Jan 20, 2026

My Back Pages

I have a long history with Bob Dylan. When I got my first guitar—mail-ordered from Sears Roebuck for $18—his songs were some of my favorites to play, most notably “Masters of War.”

    Like Judas of old, you lie and deceive…
    You sit back and watch as the death count gets higher…
    You ain't worth the blood that runs in your veins…

And there were so many more: Blowin' in the Wind, The Times They Are A-Changin', Mr. Tambourine Man.

I never forgot Bob Dylan. Then recently, one of my Pandora radio stations played “My Back Pages” from his 30th Anniversary Concert Celebration—probably the best recording of this song. 

I was nearly in tears listening to it, written in the early 60s, played by a grand mix of musicians from this era who came together to celebrate Bob Dylan's first 30 years as a recording artist.

A friend of mine once told me that you have to have lived the 60s to understand it. It's the period I grew up in. I remember the Vietnam War, including the hundreds of Americans who died every week, sometimes for months at a time.

I remember when Detroit was on fire in 1967. The murders of Robert Kennedy and Martin Luther King.

I remember Nixon and his lying. In the end, he was a crook.

He resigned the same week I boarded a Greyhound bus with my guitar and bag, heading off to New York City to save the world. My elderly friend I made while away asked me to always stay a romantic. I returned on the same bus a year later, older than I was then but still a romantic.

I remember my fateful day in seminary, on my way to a life as a pastor, still trying to save the world. I walked back to my apartment, and within days I quit, returned to college to finish up a degree in mathematics and got myself a job in IT. 

What I had always planned had become more than I could do. 

I never looked back but I also never forgot this side of me. I married the girl of my dreams, had three boys and moved, ironically, to the small northern city Bob Dylan was born in. We bought a house with everything but a white-picket fence. And I got a cabin and a four-wheel drive truck, too.

Oh, I’ve liked my life—the hopes and dreams, for myself and the world. But each step I grew younger. The obvious became less so.

Now retired, I'm still playing my guitar. I spend a lot of time volunteering in the same human services I started as a teenager, still believing I can change something for the better. That maybe showing up, one person at a time, I can pass along something I’ve learned to anyone who cares.

I look at my kids and their generation, and recognize the same urgency I once felt, even if it shows up differently. They see problems we missed and push where we dropped off. And sometimes they simplify things the way we once did — because that’s often how change begins.

Maybe every generation needs its own version of certainty before it can learn humility.

I parted ways with Bob Dylan somewhere in my twenties.
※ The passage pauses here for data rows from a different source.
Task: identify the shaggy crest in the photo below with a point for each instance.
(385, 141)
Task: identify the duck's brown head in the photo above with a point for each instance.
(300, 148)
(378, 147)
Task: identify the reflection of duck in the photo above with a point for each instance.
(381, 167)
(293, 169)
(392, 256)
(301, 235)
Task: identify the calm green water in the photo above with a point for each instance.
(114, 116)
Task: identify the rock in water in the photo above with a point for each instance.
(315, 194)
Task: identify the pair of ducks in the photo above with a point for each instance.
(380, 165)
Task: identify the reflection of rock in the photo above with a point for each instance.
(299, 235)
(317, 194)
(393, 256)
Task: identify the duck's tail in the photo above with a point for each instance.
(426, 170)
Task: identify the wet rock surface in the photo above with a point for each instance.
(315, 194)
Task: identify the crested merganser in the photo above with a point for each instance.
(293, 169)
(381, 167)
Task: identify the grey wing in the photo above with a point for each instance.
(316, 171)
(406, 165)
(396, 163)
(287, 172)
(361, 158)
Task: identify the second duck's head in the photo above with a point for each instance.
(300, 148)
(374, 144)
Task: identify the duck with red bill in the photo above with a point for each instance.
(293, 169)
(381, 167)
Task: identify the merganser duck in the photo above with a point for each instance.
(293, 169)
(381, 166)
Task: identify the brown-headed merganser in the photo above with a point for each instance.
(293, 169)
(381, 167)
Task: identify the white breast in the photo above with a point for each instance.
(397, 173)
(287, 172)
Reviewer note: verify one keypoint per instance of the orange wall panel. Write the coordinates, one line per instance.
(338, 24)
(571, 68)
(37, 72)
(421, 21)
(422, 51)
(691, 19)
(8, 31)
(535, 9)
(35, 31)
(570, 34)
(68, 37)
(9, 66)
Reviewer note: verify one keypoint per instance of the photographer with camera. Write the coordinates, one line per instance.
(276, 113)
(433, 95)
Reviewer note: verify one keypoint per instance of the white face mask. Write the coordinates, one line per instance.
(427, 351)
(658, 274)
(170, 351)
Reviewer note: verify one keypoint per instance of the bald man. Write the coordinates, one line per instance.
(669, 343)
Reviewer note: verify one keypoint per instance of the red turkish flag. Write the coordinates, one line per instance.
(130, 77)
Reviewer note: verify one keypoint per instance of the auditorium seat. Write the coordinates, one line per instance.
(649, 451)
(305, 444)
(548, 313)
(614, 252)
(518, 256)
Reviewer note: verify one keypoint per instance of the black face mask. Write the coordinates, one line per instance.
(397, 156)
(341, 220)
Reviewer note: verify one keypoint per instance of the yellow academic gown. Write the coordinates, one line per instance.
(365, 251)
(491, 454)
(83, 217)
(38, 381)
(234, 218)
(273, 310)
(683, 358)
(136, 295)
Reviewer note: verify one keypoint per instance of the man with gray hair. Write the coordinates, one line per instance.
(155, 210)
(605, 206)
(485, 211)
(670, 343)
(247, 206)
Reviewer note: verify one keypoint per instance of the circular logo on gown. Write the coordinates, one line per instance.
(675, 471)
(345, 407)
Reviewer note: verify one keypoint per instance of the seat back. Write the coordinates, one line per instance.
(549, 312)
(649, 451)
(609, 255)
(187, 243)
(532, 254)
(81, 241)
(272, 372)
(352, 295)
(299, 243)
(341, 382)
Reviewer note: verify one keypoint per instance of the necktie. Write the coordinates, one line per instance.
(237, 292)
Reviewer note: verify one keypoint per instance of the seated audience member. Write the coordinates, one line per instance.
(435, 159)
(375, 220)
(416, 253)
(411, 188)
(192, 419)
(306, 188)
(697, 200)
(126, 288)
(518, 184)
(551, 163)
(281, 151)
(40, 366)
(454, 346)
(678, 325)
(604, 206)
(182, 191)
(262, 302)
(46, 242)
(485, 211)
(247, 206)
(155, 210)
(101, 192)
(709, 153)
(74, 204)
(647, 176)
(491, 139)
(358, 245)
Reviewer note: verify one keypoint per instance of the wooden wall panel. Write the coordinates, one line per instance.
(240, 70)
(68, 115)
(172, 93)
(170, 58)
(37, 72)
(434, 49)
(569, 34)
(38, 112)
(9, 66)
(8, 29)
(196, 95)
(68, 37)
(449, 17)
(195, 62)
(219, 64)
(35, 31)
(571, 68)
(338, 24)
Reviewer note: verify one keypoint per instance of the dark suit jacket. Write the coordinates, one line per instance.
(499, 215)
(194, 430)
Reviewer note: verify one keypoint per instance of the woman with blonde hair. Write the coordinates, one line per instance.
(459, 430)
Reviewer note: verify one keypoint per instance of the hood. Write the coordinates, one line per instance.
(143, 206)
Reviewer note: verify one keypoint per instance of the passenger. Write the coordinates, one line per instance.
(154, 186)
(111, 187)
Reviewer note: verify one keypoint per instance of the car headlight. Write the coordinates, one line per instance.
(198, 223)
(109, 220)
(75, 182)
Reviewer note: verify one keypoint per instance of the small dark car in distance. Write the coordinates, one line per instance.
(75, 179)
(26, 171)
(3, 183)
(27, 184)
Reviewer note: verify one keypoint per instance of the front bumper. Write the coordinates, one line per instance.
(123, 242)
His most popular songs became a tiring reminder of bygone days. But a few years ago, I bought Blood on the Tracks and tried Dylan again for the first time, and I saw another side of him.

My Back Pages is a great example of the Bob Dylan I’ve come to know. He wrote it just a few years after he gained his reputation as a leader of the 60s protest movement. But apparently he came to see the black-and-white, good-vs-evil confidence this movement lived by as a rather simplistic view of big problems.

In this controversial song, he was saying that there may be other takes on complex issues like war and equality. That he was so much older then, and younger than that now.

My back pages don’t make me cynical; they make me patient. The work still matters. It just takes longer than a song, longer than a decade—sometimes more than a lifetime.